I am looking for something like:
outputvector = myforloopfunction(functionhandle(inputvector), 'UniformOutput', false)
I think this approach would be faster than use of the arrayfun, which is only faster than for loops on GPU, but not CPU.
Thank you.
  3 Comments
Jan
Jan on 2 Nov 2012
Edited: Jan on 2 Nov 2012
@Justin: Sven is right: The line of code is not useful. I guess you mean:
output = myforloop(functionhandle, input1, input2)
@Sven: CELLFUN is really slow with anonymous functions. NUM2CELL and CELL2MAT are not really efficient also. Therefore I assume that the "in = ..." line is a hot spot of your implementation. Please run this (I cannot do it by myself, currently):
function out = testme(fcn, arg1, arg2)
out = cell(size(arg1));
for ii = 1:numel(out)
out{ii} = fcn(arg1(ii), arg2(ii));
end
Timings:
in1 = rand(400,1); % Do not shadow the builin "input"

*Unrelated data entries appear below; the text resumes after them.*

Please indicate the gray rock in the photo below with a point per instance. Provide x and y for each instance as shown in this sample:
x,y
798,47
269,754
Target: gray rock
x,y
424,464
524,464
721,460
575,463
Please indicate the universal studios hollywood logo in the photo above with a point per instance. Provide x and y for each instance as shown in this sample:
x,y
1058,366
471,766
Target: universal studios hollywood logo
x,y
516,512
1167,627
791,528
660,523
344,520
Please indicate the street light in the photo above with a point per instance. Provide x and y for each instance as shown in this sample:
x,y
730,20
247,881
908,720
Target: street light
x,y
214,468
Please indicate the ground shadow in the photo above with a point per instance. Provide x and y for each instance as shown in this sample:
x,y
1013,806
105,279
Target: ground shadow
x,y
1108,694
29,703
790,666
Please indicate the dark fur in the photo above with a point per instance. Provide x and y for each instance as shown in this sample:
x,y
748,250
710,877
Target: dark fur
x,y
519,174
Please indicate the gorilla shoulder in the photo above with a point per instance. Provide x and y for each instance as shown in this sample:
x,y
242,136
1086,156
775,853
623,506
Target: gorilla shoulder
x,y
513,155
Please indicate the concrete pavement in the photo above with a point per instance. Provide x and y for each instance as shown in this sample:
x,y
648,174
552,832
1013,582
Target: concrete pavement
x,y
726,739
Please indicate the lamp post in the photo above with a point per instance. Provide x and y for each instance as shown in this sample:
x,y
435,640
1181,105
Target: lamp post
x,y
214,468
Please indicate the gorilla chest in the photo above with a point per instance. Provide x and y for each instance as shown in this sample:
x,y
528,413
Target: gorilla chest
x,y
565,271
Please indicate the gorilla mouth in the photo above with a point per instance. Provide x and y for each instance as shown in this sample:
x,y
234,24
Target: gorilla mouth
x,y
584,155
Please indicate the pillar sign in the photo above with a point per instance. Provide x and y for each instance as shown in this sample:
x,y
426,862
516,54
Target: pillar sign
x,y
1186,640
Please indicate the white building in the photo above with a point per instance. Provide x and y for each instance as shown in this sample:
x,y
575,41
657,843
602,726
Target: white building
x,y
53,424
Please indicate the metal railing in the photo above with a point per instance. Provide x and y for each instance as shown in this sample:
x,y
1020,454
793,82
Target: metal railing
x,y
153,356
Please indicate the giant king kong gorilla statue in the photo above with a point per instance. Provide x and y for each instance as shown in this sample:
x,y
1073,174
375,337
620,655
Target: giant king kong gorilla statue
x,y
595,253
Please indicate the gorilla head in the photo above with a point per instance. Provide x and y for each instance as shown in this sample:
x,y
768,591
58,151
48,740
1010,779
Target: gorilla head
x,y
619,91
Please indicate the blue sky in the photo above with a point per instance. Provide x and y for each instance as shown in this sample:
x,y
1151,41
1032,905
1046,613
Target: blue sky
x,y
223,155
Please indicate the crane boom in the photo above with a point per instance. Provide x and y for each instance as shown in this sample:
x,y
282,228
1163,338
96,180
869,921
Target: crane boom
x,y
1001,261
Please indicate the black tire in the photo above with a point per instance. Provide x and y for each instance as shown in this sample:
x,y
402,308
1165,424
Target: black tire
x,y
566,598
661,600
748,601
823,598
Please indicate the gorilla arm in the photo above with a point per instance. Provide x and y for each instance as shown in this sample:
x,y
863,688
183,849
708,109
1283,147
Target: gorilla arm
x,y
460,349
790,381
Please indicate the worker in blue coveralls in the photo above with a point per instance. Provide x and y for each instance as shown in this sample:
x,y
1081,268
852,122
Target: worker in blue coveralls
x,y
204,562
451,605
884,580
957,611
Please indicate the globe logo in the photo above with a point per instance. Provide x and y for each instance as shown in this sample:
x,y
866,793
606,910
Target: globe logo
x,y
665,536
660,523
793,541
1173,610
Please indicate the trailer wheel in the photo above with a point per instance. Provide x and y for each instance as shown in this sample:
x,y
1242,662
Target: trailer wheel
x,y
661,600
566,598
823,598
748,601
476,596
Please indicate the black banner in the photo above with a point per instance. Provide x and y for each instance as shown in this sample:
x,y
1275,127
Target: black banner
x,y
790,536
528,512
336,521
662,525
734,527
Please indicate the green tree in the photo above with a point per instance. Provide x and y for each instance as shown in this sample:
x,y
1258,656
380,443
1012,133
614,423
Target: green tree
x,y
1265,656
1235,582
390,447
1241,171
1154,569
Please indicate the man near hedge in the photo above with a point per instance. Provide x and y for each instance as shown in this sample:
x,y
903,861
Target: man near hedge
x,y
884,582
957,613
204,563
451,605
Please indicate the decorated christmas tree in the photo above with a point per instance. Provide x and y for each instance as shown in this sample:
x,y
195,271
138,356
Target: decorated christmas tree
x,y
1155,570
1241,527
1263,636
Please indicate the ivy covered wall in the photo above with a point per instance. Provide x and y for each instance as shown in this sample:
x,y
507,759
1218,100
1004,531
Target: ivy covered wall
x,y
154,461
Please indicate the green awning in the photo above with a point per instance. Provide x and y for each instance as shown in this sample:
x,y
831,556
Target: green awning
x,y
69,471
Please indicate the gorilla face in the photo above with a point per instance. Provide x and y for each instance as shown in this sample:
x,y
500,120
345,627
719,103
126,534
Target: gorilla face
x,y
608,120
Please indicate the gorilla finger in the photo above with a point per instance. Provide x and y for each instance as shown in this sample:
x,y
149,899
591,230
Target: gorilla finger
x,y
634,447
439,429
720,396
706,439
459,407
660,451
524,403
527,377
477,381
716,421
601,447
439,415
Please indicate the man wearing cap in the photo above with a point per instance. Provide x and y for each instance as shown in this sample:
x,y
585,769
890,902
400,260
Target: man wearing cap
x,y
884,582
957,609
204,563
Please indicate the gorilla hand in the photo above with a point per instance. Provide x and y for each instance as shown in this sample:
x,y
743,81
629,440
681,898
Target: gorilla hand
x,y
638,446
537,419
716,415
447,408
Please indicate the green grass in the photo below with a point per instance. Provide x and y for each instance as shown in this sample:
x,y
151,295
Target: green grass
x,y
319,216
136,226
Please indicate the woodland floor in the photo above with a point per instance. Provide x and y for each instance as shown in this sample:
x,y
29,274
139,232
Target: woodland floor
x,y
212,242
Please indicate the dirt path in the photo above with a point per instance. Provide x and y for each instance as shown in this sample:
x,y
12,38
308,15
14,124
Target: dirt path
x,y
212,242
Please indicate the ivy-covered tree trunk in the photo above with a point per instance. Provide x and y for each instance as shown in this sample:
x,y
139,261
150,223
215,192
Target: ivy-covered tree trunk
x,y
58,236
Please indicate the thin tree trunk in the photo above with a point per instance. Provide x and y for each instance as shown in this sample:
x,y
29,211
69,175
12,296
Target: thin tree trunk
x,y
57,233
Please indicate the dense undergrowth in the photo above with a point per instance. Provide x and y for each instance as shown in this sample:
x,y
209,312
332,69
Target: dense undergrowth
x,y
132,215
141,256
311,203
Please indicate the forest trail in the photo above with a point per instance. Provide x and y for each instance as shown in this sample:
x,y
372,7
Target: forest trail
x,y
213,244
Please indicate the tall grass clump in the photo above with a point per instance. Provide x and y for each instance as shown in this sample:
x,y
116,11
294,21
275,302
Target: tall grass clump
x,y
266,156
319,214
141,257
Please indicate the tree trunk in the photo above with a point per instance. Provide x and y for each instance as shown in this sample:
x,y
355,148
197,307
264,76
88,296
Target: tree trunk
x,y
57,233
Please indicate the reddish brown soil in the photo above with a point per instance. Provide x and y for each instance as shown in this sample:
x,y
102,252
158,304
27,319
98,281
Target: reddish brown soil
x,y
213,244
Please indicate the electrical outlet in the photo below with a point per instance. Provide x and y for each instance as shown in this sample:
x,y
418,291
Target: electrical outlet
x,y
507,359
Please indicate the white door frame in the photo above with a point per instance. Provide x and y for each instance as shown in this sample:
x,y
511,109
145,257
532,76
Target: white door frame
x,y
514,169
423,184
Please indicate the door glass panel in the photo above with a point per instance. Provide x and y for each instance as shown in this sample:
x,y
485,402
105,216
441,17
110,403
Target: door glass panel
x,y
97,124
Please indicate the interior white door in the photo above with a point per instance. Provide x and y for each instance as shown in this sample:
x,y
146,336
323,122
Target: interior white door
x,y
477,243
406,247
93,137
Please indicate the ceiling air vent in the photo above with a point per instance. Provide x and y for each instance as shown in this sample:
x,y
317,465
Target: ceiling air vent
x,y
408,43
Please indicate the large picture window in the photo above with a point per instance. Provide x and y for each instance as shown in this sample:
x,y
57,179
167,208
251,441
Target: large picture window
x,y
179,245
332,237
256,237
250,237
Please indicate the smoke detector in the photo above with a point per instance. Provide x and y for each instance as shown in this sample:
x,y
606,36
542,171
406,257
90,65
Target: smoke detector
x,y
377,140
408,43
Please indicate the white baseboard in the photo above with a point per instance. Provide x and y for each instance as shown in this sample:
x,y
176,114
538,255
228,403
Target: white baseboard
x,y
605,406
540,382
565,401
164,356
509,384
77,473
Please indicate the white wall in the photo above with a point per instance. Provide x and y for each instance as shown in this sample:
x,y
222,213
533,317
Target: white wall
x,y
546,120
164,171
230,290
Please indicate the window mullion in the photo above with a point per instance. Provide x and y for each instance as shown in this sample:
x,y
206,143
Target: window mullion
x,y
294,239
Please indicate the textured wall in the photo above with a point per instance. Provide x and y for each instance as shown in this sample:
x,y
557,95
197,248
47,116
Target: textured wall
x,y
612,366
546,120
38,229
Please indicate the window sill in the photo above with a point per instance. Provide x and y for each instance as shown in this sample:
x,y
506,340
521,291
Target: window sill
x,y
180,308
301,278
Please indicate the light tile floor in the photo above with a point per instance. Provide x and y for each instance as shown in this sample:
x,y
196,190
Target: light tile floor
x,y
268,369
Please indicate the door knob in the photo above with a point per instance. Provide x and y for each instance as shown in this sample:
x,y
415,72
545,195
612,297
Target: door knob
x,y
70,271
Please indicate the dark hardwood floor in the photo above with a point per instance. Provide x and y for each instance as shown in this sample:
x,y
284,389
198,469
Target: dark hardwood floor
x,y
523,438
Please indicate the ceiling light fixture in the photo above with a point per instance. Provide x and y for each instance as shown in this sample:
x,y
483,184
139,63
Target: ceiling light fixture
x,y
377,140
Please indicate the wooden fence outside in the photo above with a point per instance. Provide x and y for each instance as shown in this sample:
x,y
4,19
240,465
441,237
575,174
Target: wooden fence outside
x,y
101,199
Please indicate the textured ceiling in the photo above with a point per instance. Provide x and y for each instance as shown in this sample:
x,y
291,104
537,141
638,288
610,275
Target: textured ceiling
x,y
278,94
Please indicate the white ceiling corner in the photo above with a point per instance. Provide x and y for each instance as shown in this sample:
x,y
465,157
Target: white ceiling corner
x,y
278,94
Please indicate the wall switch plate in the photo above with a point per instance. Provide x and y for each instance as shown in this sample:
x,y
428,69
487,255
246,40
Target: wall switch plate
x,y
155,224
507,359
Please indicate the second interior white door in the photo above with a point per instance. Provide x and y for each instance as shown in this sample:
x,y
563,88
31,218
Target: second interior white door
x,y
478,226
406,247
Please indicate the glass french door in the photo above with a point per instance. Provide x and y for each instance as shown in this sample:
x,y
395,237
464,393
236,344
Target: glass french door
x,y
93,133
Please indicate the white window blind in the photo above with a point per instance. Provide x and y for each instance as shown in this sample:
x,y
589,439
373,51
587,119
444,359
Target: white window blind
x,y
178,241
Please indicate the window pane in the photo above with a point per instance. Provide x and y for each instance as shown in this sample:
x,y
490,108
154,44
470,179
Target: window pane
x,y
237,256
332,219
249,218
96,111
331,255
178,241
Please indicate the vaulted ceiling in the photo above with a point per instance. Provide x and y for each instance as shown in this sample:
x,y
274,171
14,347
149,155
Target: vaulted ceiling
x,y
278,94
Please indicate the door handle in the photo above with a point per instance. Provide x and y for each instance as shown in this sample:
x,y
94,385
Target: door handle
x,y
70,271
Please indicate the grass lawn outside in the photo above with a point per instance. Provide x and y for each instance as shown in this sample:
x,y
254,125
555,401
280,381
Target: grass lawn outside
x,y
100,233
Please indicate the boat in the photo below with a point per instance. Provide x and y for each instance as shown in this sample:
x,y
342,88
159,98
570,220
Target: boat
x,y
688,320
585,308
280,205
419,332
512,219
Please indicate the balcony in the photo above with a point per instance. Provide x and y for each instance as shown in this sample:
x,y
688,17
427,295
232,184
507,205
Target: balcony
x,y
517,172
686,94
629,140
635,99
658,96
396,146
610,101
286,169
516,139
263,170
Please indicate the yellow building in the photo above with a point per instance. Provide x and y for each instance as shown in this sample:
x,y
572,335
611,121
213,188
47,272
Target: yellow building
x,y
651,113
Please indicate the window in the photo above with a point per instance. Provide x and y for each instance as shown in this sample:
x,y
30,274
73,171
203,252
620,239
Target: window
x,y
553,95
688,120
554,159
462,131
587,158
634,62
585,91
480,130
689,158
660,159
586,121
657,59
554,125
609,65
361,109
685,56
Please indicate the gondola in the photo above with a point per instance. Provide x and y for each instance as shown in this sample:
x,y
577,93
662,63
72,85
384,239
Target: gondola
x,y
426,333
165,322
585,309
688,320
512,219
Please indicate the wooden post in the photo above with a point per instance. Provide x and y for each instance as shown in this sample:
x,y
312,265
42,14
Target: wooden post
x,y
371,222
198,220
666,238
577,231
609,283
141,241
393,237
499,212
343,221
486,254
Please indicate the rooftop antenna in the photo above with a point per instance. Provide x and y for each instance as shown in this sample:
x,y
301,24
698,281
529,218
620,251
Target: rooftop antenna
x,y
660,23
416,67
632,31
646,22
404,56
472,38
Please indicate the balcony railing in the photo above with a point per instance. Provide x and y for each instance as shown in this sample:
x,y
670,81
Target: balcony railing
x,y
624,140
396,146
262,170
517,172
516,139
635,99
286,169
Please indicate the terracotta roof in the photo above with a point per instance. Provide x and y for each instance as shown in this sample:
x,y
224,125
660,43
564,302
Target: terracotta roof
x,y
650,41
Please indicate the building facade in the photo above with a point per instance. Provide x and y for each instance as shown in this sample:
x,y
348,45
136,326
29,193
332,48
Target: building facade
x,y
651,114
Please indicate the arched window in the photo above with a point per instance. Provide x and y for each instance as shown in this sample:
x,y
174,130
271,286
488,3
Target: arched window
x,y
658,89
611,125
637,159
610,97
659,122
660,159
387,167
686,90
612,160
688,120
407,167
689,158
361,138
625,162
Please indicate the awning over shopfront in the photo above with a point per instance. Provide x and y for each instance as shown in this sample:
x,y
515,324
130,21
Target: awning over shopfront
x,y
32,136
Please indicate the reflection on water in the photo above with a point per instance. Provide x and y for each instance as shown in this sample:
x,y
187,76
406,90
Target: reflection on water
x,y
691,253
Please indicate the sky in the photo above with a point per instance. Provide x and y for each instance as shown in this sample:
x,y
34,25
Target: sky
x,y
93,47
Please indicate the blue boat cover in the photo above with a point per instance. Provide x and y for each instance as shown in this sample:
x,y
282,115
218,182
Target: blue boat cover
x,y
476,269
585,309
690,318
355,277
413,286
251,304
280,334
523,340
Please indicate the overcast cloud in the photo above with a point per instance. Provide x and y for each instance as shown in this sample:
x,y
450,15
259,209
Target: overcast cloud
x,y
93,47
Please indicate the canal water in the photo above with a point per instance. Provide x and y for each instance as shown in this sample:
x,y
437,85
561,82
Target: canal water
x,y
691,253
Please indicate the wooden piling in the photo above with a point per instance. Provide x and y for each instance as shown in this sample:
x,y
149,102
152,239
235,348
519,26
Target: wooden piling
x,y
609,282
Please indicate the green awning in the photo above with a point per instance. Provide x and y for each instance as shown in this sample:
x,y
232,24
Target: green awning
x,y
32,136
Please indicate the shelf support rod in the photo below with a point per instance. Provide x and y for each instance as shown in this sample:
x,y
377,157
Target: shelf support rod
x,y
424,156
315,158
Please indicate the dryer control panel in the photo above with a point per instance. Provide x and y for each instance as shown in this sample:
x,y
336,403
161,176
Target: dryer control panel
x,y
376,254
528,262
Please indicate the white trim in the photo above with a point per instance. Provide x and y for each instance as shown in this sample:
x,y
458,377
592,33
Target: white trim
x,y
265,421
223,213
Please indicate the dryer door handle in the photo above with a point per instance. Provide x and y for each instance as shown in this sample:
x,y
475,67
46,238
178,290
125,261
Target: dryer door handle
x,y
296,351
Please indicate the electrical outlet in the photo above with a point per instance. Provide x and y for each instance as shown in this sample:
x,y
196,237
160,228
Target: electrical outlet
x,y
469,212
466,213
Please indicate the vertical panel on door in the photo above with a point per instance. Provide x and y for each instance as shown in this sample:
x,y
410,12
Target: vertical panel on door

in2 = in1 * 2; % Outside the tic-toc
tic, for k = 1:1000, arrayfun(@plus, in1, in2,'Un',0); end, toc
tic, for k = 1:1000, testme(@plus, in1, in2); end, toc
Sven
Sven on 2 Nov 2012
Edited: Sven on 2 Nov 2012
@Jan:
I agree completely about the slow bits - cellfun and wrapping/unwrapping arrays into cells will be a big overhead. Mine was a half-hearted attempt at making testme() take in an arbitrary number of parameters (like arrayfun does). That's why I asked Justin for an example - if we know exactly how many arguments we have, then like in your example (with 2 hard-coded arguments), we can index directly into those arrays. Here's how your code timed on my machine:
tic, for k = 1:1000, arrayfun(@plus, in1, in2,'Un',0); end, toc
tic, for k = 1:1000, testme(@plus, in1, in2); end, toc
Elapsed time is 0.902931 seconds.
Elapsed time is 1.570489 seconds.
Justin, this is closer to arrayfun() than my more generalised solution, but arrayfun still wins the race. I suggest you'll only get faster performance than arrayfun() in particular situations - ie, there won't be any general solution that you can code into a function that always gets faster performance than arrayfun.